Despite being a detective, Joe Cooper is also a hired assassin and will happily do the ‘job’ for $25,000. Unfortunately Joe requires the money up front or the deal’s off… so Chris decides to give Joe a ‘retainer’ in lieu of the insurance money. What retainer? His sister Dottie…

This leads everyone down a dark, sinister and seriously twisted path which shocks, disturbs and occasionally makes you feel a little bit sickened. Containing nudity, sex, violence, death and takeaway fellatio, Killer Joe never holds back.

Although being a billion miles away from The Exorcist this is perhaps William Friedkin’s best work since the 1973 classic. Killer Joe is a very mature, controversial and essentially modern piece of work. Some may complain that the moments of nudity are needless and – essentially – very creepily done, but this is not exploitation for exploitation’s sake and (somewhat ironically) the exploitation on display is deliberate and genuinely disturbing. This film will make you feel dirty inside, and not in a good way.

This is Friedkin’s second outing with writer Tracy Letts, who also penned Bug (which was another adaptation from one of his plays).  Based on the controversial nature and undeniable quality of both films I hope to see more work from this duo in the future. Friedkin’s next piece is I Am Wrath featuring Nicholas Cage. Fingers crossed for Bad Lieutenant Cage and not Bangkok Dangerous Cage…

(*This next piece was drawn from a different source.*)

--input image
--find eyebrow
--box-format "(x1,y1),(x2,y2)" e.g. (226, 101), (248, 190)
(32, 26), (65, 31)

Some people have described Killer Joe as “darkly comic” and – although there are some moments of humour – I found the entire film to be laced with a reality that was seriously horrible. Some dialogue may amuse but the entire situation is darkly nihilistic and excellent because of this. This is a pitch black comedy.

Perhaps one of the biggest surprises in Killer Joe is Matthew McConaughey. Known mostly for twee Rom-Com flicks like Magic Mike, Ghosts of Girlfriends Past and Failure to Launch, his role in Killer Joe is the antithesis of his surfer-hunk lovely-dude character. Violent, intimidating, sharp, brutal, perverted and more than a little mental, this is one of McConaughey’s best performances. I hope we see more like it. He’s bloody brilliant in Killer Joe.

Alongside McConaughey, Emile Hirsch leads the film as the trailer trash douchebag Chris Smith. Hirsch is one of those actors that is brilliantly talented but criminally underused and underrated. I can drop him into the same category as Nick Stahl, another potential-star who’s been let down by having a Hollywood Blockbuster box-office stinker drown his career. Hirsch’s starring turn in the super-awful Speed Racer tanked his potential as an A-list Hollywood star but hopefully Killer Joe will garner him some more meaty, dark ‘n’ deep roles.

For quality Hirsch performances, check out Into the Wild and Milk, as he is superb in both. You can also add Killer Joe to this resume of awesome, and he’s amongst some serious quality.

Everyone in Killer Joe excels and plays their part to perfection, from Thomas Haden Church (another victim of blockbuster career killer – he played Sandman in Spiderman 3) to Gina Gershon, each character jumps off the screen as deeply believable and deeply flawed. Great performances throughout.

Ignoring McConaughey’s stellar performance, the true star of Killer Joe is England’s very own Juno Temple (playing Dottie Smith), who gives a disturbingly real depiction of a victim of her circumstances. It’s a bold, brave and bonkers performance. It is clear her talent has been recognised as she will be appearing in at least seven films in 2013. Juno Temple is certainly one to watch in the future.

Killer Joe is dark and disturbing and blackly comic. It will be HATED by some audiences and loved by others, but I personally found it encapsulating, sickening, taut and brilliantly made. Eons away from The Exorcist, this is William Friedkin’s best work for decades. Watch it.